I readily accepted when asked to be the guest editor for this issue of The Great Smokies Review. Due to the daily barrage of information concerning division and opposition, I yearned for a temporary refuge from reality. I felt that an escape into prose and poetry could provide just the respite I sought.
I sat down with the submissions I received, fully expecting to write an essay based entirely on craft. Instead I found myself inspired by conceptual content. Emanating from those pages was compassion and empathy, and I was reminded of the privilege of the writer to change perceptions with the power of words.
It should come as no surprise that I discovered empathy in the submissions. Writers and poets as diverse as James Baldwin, Walt Whitman, and Barbara Kingsolver have emphasized the importance of empathy in their craft. After all, as both writers and readers, we are experiencing the world through the eyes of a character or a narrator. Momentarily, we find ourselves inside the mind of another. We may realize that the very things that highlight our differences are the very things that connect us to the world. Through the written word, we feel that connection to a foreign consciousness, and we experience the echoes of compassion and understanding for a stranger.
In the spirit of empathetic writing, I narrowed the excellent submissions to the works of two writers. In the genre of fiction, I chose Audra Coleman’s Spines of the Saguaro. I next chose a cross genre piece integrating prose and poetry by Jeanne Howe titled How to Give Flu Shots in a Nursing Home – A Guide for the Nurse of a Certain Age. Both of these writers captured the essence of empathy in craft, while maintaining the boundaries between compassion and sentimentality.
Audra Coleman’s Spines of the Saguaro is a portrait of familial abuse and its aftermath. Encompassing both childhood memories and adult experiences, Coleman’s work highlights the ways in which empathy can define one’s identity or, taken to a level of co-dependence, erase it. This is a device that Coleman utilizes to ensure that her writing remains empathetic without veering into the pathetic or sentimental. By rendering a scene in which the protagonist compares her relationship with her sister to that of the symbiosis found within the animal kingdom, Coleman shows the reader rather than tells the reader that there exists a fine line between empathy and mutualism. Compassion and empathy should not, she shows us, entail the complete adoption of another’s burdens. The goal should be to simply understand them. In this way, Coleman keeps her writing and her characters from becoming emotionally excessive.
Deftly, and without manipulating her readers, Coleman creates scenes rife with emotional truth. Lines such as, “And because she wouldn’t cry for herself, which seemed to make it all the more painful for me, I cried for her,” transport the reader into the mind of another, the protagonist’s empathy for her sister creating an empathetic response within the reader. This emotional truth is also evident in the depiction of the way the protagonist remembers the past, described as “essentially hijacking everyone else’s memories.” Coleman has created a scenario in which fact and imagination blend, yet the emotional truth hidden within the memories conjures an empathy that is honest despite the protagonist’s need to claim what is not her own. Even this theft becomes an act of compassion through Coleman’s skillful prose, as she subtly conveys emotion without fostering sentimentality.
Jeanne Howe’s How to Give Flu Shots in a Nursing Home – A Guide for the Nurse of a Certain Age is a wonderful collision of stark prose and often playful poetry.

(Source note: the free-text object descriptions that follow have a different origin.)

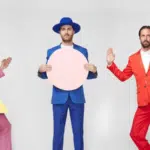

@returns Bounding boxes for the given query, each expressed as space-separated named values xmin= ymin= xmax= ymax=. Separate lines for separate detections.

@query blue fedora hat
xmin=52 ymin=17 xmax=81 ymax=34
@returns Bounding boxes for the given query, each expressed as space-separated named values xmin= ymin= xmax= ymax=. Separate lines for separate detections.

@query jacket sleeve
xmin=0 ymin=68 xmax=5 ymax=78
xmin=37 ymin=50 xmax=50 ymax=79
xmin=107 ymin=57 xmax=133 ymax=82
xmin=84 ymin=49 xmax=98 ymax=80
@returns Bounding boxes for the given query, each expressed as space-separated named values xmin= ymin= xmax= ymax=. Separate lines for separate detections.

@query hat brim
xmin=52 ymin=22 xmax=81 ymax=34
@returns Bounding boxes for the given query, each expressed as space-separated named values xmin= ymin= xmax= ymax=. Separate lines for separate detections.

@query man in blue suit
xmin=38 ymin=17 xmax=98 ymax=150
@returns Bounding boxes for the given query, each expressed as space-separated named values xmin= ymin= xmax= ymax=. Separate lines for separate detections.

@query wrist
xmin=0 ymin=66 xmax=3 ymax=70
xmin=107 ymin=62 xmax=113 ymax=67
xmin=91 ymin=68 xmax=97 ymax=73
xmin=38 ymin=68 xmax=43 ymax=73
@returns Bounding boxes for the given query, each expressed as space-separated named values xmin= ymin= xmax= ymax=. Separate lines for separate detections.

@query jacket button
xmin=144 ymin=85 xmax=147 ymax=88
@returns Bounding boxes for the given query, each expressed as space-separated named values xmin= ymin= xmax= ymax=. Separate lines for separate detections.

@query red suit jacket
xmin=107 ymin=50 xmax=150 ymax=106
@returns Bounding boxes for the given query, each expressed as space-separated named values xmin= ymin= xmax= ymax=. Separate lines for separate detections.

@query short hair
xmin=139 ymin=26 xmax=150 ymax=36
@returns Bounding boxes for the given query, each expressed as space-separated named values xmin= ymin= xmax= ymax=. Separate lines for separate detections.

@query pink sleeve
xmin=0 ymin=68 xmax=5 ymax=78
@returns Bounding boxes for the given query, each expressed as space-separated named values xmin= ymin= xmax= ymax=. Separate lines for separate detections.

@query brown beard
xmin=61 ymin=34 xmax=73 ymax=43
xmin=141 ymin=40 xmax=150 ymax=48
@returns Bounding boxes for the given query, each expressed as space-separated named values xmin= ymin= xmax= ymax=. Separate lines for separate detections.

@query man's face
xmin=140 ymin=28 xmax=150 ymax=49
xmin=59 ymin=25 xmax=74 ymax=42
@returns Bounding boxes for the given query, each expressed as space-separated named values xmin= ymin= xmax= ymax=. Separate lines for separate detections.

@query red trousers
xmin=130 ymin=104 xmax=150 ymax=150
xmin=0 ymin=114 xmax=12 ymax=150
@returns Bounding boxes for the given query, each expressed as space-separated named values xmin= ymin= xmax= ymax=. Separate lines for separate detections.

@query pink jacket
xmin=0 ymin=68 xmax=5 ymax=78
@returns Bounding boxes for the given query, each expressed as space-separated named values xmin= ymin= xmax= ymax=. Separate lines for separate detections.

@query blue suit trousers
xmin=52 ymin=96 xmax=84 ymax=150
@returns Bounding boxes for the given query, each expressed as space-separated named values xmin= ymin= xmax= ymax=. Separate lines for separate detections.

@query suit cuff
xmin=37 ymin=71 xmax=48 ymax=79
xmin=107 ymin=62 xmax=115 ymax=69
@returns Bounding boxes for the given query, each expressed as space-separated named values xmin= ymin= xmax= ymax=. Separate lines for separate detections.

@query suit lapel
xmin=136 ymin=49 xmax=147 ymax=75
xmin=147 ymin=63 xmax=150 ymax=75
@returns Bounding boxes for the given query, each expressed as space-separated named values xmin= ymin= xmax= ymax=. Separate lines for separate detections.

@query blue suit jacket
xmin=38 ymin=44 xmax=98 ymax=104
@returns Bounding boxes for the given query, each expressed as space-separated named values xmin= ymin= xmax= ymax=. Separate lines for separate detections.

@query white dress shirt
xmin=140 ymin=49 xmax=150 ymax=73
xmin=61 ymin=44 xmax=73 ymax=49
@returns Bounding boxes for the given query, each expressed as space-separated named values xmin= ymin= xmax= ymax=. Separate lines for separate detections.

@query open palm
xmin=107 ymin=48 xmax=115 ymax=65
xmin=1 ymin=57 xmax=12 ymax=70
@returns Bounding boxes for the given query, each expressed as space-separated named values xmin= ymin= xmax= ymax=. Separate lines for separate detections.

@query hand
xmin=107 ymin=48 xmax=115 ymax=66
xmin=84 ymin=63 xmax=97 ymax=73
xmin=39 ymin=64 xmax=52 ymax=73
xmin=0 ymin=57 xmax=12 ymax=70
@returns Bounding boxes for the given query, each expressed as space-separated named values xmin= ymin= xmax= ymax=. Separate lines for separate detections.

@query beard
xmin=141 ymin=40 xmax=150 ymax=48
xmin=61 ymin=34 xmax=73 ymax=43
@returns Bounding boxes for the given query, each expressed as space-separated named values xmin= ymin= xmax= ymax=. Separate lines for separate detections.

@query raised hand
xmin=107 ymin=48 xmax=115 ymax=66
xmin=0 ymin=57 xmax=12 ymax=70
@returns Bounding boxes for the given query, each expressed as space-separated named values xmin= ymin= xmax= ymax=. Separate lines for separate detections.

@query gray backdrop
xmin=0 ymin=0 xmax=150 ymax=149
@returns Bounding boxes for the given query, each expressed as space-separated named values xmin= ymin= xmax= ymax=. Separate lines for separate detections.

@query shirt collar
xmin=141 ymin=49 xmax=150 ymax=55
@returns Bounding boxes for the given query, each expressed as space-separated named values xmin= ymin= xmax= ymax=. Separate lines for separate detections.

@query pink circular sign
xmin=46 ymin=48 xmax=88 ymax=90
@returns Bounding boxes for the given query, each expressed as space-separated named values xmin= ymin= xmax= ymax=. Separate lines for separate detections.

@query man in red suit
xmin=107 ymin=26 xmax=150 ymax=150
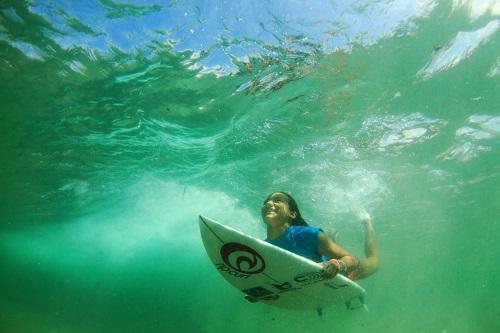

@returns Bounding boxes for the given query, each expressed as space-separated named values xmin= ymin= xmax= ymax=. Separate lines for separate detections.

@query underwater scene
xmin=0 ymin=0 xmax=499 ymax=332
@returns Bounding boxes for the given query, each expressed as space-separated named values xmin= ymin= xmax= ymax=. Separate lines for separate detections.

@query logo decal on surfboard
xmin=220 ymin=242 xmax=266 ymax=274
xmin=293 ymin=271 xmax=325 ymax=285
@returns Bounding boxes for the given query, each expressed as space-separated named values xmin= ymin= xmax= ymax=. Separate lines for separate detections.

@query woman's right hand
xmin=355 ymin=207 xmax=372 ymax=222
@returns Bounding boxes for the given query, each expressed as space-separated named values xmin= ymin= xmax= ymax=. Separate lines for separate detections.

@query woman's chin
xmin=262 ymin=215 xmax=275 ymax=224
xmin=263 ymin=212 xmax=275 ymax=219
xmin=264 ymin=216 xmax=286 ymax=226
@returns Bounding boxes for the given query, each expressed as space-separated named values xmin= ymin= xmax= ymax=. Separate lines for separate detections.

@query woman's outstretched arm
xmin=318 ymin=212 xmax=379 ymax=280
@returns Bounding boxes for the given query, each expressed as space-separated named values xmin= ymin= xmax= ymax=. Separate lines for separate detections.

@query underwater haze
xmin=1 ymin=0 xmax=499 ymax=332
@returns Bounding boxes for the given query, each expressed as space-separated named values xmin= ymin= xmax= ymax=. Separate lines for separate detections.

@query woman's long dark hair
xmin=265 ymin=191 xmax=309 ymax=226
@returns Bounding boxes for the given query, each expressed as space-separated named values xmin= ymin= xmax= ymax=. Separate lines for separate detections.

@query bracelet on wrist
xmin=338 ymin=259 xmax=347 ymax=275
xmin=329 ymin=259 xmax=347 ymax=275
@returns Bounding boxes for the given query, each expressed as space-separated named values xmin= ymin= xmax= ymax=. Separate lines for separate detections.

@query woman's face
xmin=261 ymin=192 xmax=296 ymax=226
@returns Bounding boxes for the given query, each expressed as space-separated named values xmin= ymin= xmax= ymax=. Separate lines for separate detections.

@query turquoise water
xmin=1 ymin=1 xmax=499 ymax=332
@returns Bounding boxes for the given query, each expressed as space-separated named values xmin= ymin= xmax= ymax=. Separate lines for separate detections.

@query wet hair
xmin=264 ymin=191 xmax=309 ymax=226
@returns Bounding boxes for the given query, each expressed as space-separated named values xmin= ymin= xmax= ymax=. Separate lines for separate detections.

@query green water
xmin=1 ymin=1 xmax=499 ymax=332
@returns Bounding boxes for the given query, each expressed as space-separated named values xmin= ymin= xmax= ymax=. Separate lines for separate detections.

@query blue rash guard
xmin=266 ymin=226 xmax=324 ymax=262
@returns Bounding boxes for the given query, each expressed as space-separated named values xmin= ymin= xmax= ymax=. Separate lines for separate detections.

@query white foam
xmin=438 ymin=114 xmax=499 ymax=161
xmin=438 ymin=141 xmax=491 ymax=162
xmin=417 ymin=20 xmax=499 ymax=79
xmin=488 ymin=57 xmax=500 ymax=77
xmin=452 ymin=0 xmax=500 ymax=21
xmin=358 ymin=113 xmax=447 ymax=153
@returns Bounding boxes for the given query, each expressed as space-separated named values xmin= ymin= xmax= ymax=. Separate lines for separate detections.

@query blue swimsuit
xmin=266 ymin=226 xmax=324 ymax=262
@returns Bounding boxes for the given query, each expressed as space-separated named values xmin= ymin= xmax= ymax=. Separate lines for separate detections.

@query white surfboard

It centers on the elderly, a sometimes marginalized group, without becoming saccharine. This is quite a feat given our cultural practice of treating the aged in a manner similar to the way in which we treat small children.
There is no sentimentality in the way Howe has enlivened her covertly salty narrator. A nurse “of a certain age” who has been commissioned to administer flu shots at a nursing home, the narrator struggles with the required sympathetic professional distance and the empathy she feels for her patients. “Sympathy, you were taught, connoted the feelings of pity, remember?” Howe writes. “[B]eing sorry for someone, but from an emotional distance that kept you safely separated. Empathy, that was supposed to be your goal instead. When you were successful, empathy would enable you to imagine yourself in their same place and look out at the world through their eyes. To be in the same fix. To feel as they feel. To live as they are living.” The next line, sardonic and somewhat jolting, illustrates the narrator’s struggle. “I told you it was going to hurt.” With that, we are catapulted into “their same place,” knowing that one day we will all inevitably reach it.
Despite this struggle of sympathy versus empathy, Howe never overcorrects for sentimentality. The juxtaposition of cool prose with the warm internal voice in the poetry brings a sense of balance to the work that allows for empathetic response. It is a rather courageous device, as Howe navigates her subject matter without fear of breaching the emotional boundaries.
Both of these writers have exercised great control. They have honed their craft, utilizing figurative language, pacing, and structure to tackle emotional topics that could easily devolve into sentimentality in hands less assured. They have created empathy on the page that elicits an empathetic response in the reader, creating compassion and understanding by simply placing us, momentarily, in the mind of a stranger.